If advertisers are this obsessive about cutting all the fat from their marketing, it seems they've backed themselves to the very brink of a dangerous precipice. One more step and they'll have reduced their marketing efforts to managing a paid search campaign for "I want to buy an Acme Widget online today and I have my credit card out."

Everyone is focused on the thinnest possible slice at the bottom of the funnel, without worrying about priming the pump at the top. While it may bolster search revenues in the short term as budgets migrate in from all other channels, in the long term this shortsightedness will prove disastrous.

I believe there is a tremendous amount of optimization that has to happen across all marketing channels. I'm not saying that all budgets should stay put where they are. But I do worry about an obsessive focus on capturing late-stage demand, even if it is through search.

You have to develop your market and create awareness. Search doesn't work if nothing is creating awareness. Those branded queries won't suddenly materialize out of the ether. Marketers seem inclined to take huge pendulum swings in their approach, one minute tossing branding money around by the bucketful, and the next clamping down on anything that isn't a sure conversion. There has to be a happy medium.

For Every Action...

Search is the last half of a cause-and-effect chain. If you just focus on the effect, sooner or later the cause will cease to exist. As search marketers, much as we gleefully accept the new budget flowing in from other channels, we have to understand the inherent integrated nature of search. If we accept the windfall in the short term, we'll end up paying in the long term.

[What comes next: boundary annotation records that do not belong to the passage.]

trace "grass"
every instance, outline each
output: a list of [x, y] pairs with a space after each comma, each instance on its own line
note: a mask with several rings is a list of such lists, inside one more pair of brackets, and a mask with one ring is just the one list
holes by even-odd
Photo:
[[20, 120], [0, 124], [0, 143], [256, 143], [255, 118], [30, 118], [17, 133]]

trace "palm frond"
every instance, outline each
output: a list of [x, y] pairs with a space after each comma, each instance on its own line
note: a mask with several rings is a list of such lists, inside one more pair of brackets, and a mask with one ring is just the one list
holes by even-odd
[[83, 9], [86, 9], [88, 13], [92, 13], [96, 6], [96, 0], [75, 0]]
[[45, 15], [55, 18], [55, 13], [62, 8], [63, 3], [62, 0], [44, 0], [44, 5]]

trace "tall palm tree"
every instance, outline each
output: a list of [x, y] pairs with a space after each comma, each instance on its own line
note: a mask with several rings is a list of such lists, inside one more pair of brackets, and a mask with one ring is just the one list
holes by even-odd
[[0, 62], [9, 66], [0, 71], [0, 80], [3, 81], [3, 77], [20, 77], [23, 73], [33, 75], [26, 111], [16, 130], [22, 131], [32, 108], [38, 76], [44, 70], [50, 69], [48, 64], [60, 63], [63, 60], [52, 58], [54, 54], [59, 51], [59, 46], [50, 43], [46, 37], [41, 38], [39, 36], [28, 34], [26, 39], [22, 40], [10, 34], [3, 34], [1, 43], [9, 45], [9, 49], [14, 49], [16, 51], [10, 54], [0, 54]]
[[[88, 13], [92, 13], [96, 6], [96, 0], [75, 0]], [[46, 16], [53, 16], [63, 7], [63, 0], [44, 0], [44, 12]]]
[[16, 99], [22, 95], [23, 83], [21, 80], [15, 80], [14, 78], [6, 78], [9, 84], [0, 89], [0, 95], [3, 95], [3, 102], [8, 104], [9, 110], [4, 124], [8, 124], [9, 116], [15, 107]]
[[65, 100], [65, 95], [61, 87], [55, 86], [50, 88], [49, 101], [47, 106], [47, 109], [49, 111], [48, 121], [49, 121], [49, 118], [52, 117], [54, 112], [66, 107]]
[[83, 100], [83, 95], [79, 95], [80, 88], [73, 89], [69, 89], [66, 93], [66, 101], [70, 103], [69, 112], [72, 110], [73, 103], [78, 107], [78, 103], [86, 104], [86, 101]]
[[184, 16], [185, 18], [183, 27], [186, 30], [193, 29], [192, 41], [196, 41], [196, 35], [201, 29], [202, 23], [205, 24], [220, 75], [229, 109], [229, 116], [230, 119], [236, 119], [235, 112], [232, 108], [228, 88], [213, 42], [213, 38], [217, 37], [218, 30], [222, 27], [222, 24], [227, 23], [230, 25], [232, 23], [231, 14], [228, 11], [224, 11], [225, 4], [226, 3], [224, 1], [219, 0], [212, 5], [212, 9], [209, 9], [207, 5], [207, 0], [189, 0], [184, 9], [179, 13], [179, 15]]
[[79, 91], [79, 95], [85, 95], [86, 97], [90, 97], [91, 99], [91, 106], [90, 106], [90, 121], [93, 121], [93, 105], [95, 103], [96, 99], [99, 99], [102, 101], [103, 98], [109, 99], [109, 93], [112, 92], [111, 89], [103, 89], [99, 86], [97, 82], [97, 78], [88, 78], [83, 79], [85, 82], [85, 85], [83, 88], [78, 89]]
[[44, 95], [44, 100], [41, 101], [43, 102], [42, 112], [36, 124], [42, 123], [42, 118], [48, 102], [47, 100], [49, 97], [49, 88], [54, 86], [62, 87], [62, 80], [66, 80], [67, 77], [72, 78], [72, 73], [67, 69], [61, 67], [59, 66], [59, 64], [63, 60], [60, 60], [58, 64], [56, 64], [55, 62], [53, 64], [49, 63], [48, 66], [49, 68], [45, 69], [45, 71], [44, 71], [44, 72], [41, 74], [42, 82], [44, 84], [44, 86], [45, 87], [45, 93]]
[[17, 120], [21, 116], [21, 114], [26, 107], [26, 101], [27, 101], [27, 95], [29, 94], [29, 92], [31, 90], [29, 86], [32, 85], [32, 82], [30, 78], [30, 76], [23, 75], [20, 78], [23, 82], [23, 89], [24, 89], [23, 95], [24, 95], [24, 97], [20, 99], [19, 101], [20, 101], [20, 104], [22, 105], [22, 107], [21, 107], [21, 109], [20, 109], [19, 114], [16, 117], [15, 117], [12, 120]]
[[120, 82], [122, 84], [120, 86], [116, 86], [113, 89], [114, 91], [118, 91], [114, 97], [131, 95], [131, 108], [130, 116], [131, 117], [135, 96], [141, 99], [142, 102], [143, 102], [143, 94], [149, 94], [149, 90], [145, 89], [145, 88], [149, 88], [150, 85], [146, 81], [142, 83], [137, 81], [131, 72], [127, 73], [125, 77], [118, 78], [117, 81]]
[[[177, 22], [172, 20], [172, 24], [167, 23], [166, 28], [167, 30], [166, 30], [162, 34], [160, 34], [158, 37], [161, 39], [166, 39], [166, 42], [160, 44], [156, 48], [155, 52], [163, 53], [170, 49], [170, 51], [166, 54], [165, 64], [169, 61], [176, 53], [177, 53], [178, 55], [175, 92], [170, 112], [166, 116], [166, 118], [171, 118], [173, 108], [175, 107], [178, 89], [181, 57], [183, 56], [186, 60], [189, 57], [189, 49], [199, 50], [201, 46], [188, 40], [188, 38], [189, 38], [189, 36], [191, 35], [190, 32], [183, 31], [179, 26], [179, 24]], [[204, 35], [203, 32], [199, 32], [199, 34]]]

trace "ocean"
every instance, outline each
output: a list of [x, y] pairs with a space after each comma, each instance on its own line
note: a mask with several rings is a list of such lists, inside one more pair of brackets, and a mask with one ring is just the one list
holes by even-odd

I'm personally thankful that search is the boat I've chosen to ride out this particular economic storm. There's no place I'd rather be. But I think it's naïve to ignore the macro effects that will impact search behavior. As I said before, whatever happens, wherever it happens, whenever it happens, it will be reflected in search. And as all other marketing channels begin to run dry because of budgeting cutbacks, that too will show in search trends.

Gord Hotchkiss is the president of Enquiro, a search engine marketing firm. He loves to explore the strategic side of search and is programming chair of the Search Insider Summits, as well as a frequent speaker at Search Engine Strategies and Ad:Tech.